Death has been quite a prominent subject over the last few weeks. In November, an acquaitance of mine from college named Sheetal was killed in a car accident. She was 30 years old. I felt horribly for my friend Amanda "Freedom Fighter", because she was very good friends with Sheetal.

A few days ago, my aunt Betty passed away. She was my mom's older sister. Aunt Betty lived near my grandma in West Virginia. As a kid, we would spend atleast a week each summer visiting the family in West Virginia. I spent a good amount of that time visiting Aunt Betty. She was a sad and lonely widow that developed personality disorders, and in her later years, she isolated herself from everyone. I probably hadn't talked with her in 15 years. I can't really say that I'm devastated by her death, I really find hapiness knowing that she's in a peaceful place because I feel like she led a troubled life. Nevertheless, it's sad to have her gone from this world. It does make you ponder your own legacy, and what you will leave behind.

On Saturday, my oldest friend Margaret also suffered a loss.
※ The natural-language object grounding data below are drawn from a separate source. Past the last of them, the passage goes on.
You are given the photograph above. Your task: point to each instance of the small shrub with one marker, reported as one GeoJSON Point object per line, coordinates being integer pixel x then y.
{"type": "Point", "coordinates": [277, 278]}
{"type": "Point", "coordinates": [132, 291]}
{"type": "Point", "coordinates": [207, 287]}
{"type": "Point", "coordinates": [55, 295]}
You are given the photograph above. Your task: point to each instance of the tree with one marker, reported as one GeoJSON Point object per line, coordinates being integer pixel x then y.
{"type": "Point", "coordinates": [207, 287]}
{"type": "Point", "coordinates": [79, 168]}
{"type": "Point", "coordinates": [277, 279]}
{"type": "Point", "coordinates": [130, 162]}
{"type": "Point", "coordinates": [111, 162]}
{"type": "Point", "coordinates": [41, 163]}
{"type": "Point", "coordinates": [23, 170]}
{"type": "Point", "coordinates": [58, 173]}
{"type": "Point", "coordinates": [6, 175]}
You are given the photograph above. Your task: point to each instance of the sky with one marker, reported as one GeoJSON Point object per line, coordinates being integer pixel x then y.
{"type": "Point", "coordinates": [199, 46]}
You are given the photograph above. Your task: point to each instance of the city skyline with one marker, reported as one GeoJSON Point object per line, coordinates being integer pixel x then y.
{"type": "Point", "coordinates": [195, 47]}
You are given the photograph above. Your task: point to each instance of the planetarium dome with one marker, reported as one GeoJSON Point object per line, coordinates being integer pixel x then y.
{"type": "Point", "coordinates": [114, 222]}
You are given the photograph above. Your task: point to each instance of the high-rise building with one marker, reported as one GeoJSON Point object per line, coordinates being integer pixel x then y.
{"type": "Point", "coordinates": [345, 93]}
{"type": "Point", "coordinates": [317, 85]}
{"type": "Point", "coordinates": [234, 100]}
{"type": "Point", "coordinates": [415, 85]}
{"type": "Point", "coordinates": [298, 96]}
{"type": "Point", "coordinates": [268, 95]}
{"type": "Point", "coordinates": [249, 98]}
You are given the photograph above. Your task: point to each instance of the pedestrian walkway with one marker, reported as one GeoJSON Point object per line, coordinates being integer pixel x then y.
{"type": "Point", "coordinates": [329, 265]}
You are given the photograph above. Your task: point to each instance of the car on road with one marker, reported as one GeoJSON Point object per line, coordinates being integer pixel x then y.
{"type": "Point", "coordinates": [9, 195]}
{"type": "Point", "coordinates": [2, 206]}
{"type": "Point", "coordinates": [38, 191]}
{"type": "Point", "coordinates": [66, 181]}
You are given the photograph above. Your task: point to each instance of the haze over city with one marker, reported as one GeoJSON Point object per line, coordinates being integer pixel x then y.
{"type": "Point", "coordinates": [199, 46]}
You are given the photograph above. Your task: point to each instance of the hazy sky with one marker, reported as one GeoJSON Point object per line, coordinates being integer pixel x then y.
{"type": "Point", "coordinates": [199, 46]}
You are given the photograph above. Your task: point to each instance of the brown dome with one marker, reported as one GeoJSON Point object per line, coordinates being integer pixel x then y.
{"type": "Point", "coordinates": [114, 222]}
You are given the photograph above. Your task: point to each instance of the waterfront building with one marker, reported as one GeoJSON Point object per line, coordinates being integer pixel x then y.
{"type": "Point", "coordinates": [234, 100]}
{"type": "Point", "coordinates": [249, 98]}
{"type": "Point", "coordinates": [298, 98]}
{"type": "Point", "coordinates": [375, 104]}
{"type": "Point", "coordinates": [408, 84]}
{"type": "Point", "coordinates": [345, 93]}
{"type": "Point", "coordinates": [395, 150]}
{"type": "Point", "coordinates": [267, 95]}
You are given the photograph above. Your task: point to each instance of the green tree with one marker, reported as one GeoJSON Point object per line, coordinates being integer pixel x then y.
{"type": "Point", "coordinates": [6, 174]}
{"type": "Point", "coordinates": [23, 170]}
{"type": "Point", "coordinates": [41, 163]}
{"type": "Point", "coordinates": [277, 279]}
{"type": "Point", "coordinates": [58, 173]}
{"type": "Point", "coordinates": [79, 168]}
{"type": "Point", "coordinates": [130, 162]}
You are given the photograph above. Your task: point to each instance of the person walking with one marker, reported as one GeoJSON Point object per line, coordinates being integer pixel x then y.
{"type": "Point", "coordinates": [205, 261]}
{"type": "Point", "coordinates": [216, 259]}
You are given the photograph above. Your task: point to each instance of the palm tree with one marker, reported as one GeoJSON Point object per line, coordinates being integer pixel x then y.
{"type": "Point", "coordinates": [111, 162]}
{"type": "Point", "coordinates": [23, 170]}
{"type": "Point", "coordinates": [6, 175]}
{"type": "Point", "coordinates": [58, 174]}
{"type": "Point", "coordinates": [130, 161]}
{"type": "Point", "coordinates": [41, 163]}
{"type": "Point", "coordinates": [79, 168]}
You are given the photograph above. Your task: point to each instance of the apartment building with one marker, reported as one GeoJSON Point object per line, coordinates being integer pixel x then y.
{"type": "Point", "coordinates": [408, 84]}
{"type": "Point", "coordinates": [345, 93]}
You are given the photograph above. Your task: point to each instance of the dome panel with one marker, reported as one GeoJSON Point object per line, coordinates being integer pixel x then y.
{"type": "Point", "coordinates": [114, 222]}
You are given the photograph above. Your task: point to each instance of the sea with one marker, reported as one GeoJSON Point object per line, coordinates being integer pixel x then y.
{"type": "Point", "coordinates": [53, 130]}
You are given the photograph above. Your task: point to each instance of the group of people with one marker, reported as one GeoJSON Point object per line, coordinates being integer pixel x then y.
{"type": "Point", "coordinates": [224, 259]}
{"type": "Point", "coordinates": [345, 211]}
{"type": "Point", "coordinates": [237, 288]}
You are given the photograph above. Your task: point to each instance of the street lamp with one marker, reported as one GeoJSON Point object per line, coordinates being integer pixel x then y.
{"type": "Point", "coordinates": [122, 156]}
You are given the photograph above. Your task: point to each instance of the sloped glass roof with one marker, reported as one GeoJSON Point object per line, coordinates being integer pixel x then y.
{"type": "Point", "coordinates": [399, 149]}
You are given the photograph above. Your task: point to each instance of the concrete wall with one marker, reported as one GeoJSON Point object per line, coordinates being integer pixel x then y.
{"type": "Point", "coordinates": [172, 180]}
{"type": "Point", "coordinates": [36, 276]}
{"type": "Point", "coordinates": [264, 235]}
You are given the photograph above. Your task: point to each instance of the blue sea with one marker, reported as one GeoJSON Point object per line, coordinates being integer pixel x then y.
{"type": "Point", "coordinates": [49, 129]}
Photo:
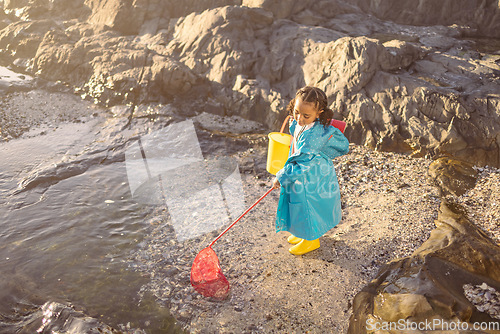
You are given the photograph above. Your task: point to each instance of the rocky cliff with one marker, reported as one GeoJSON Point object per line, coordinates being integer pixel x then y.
{"type": "Point", "coordinates": [407, 76]}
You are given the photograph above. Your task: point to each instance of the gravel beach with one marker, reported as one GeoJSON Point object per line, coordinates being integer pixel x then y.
{"type": "Point", "coordinates": [389, 207]}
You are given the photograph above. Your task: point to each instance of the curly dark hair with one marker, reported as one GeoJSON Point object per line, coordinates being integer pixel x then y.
{"type": "Point", "coordinates": [316, 96]}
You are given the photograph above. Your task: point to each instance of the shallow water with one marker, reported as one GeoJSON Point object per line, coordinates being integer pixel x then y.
{"type": "Point", "coordinates": [71, 231]}
{"type": "Point", "coordinates": [69, 241]}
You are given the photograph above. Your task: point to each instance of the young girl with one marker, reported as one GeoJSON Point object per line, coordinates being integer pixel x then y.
{"type": "Point", "coordinates": [309, 202]}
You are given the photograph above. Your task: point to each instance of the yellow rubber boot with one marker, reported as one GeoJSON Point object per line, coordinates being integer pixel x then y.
{"type": "Point", "coordinates": [305, 246]}
{"type": "Point", "coordinates": [293, 239]}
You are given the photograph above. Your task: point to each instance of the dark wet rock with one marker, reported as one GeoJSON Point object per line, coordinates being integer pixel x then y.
{"type": "Point", "coordinates": [453, 177]}
{"type": "Point", "coordinates": [433, 282]}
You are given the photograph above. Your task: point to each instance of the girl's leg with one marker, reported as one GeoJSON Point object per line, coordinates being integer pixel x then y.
{"type": "Point", "coordinates": [293, 239]}
{"type": "Point", "coordinates": [305, 246]}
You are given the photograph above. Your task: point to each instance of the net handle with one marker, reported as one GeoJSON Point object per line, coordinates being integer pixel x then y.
{"type": "Point", "coordinates": [241, 216]}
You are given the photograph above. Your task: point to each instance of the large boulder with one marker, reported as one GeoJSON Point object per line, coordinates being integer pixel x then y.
{"type": "Point", "coordinates": [419, 89]}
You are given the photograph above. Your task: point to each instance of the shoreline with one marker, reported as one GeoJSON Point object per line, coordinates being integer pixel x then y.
{"type": "Point", "coordinates": [389, 208]}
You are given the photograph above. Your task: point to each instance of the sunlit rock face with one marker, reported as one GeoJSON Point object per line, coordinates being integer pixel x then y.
{"type": "Point", "coordinates": [418, 79]}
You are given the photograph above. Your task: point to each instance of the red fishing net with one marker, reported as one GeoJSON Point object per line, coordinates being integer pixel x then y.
{"type": "Point", "coordinates": [207, 277]}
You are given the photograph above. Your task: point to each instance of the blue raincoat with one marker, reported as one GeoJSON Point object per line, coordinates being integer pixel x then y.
{"type": "Point", "coordinates": [309, 204]}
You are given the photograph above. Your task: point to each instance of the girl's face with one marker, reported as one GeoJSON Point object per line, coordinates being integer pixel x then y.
{"type": "Point", "coordinates": [305, 112]}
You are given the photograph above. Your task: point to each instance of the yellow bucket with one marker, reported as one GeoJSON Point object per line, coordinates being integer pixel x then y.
{"type": "Point", "coordinates": [277, 154]}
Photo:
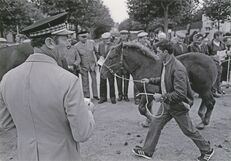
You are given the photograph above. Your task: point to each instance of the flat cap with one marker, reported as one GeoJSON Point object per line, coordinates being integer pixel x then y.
{"type": "Point", "coordinates": [180, 34]}
{"type": "Point", "coordinates": [83, 32]}
{"type": "Point", "coordinates": [124, 32]}
{"type": "Point", "coordinates": [49, 25]}
{"type": "Point", "coordinates": [106, 35]}
{"type": "Point", "coordinates": [162, 35]}
{"type": "Point", "coordinates": [142, 34]}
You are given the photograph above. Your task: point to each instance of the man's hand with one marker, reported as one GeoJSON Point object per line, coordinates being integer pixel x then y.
{"type": "Point", "coordinates": [145, 80]}
{"type": "Point", "coordinates": [158, 97]}
{"type": "Point", "coordinates": [90, 105]}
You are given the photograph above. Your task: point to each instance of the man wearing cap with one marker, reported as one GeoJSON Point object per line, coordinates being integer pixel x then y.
{"type": "Point", "coordinates": [123, 84]}
{"type": "Point", "coordinates": [143, 39]}
{"type": "Point", "coordinates": [195, 46]}
{"type": "Point", "coordinates": [43, 101]}
{"type": "Point", "coordinates": [73, 58]}
{"type": "Point", "coordinates": [104, 48]}
{"type": "Point", "coordinates": [87, 51]}
{"type": "Point", "coordinates": [214, 47]}
{"type": "Point", "coordinates": [180, 47]}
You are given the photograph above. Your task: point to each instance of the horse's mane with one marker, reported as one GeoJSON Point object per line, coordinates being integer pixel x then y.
{"type": "Point", "coordinates": [144, 50]}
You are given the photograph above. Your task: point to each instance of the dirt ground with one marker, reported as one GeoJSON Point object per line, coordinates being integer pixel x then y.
{"type": "Point", "coordinates": [118, 130]}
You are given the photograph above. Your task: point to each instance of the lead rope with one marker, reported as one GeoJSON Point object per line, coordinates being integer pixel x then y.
{"type": "Point", "coordinates": [145, 93]}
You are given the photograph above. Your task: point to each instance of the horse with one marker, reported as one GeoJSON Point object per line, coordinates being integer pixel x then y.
{"type": "Point", "coordinates": [12, 56]}
{"type": "Point", "coordinates": [141, 62]}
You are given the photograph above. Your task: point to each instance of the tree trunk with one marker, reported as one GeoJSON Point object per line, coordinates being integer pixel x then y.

Her brother-in-law (who recently returned from Iraq) killed himself. I guess that the pressures of what he saw over there was more than he could take. He was in his early-thirties.

My dad was 48 when I was born, and in October he turned 80. Since that time, he's been sick with a pneumonia-like illness. He hasn't been able to get past it. He's been in and out of the hospital and doctor's office quite a bit over the last few weeks. Both my dad and the doctors are confident that this will pass, and he will be fine. However, the whole incident has made me realize his own mortality, even more so than I previously had. 

The thing that has me most nervous at the moment is Lenore (my 10-year old cat). She's been with me through a lot, and I really feel that she and I have grown up together. She has developed diabetes, and at first I felt like it was managable. Over the last couple of days, she has lost her appetite. I worry that this is a sign that something is severely wrong. I'll have to wait it out, and see what happens, but I understand that death is a part of life, and is unfortunately inevitable.

Tomorrow's a new day. Hopefully for all of us.

Comments

[info]hotdude24 wrote:
Dec. 25th, 2007 06:34 pm (UTC)
It does suck getting to this age when you have to start thinking about things like that.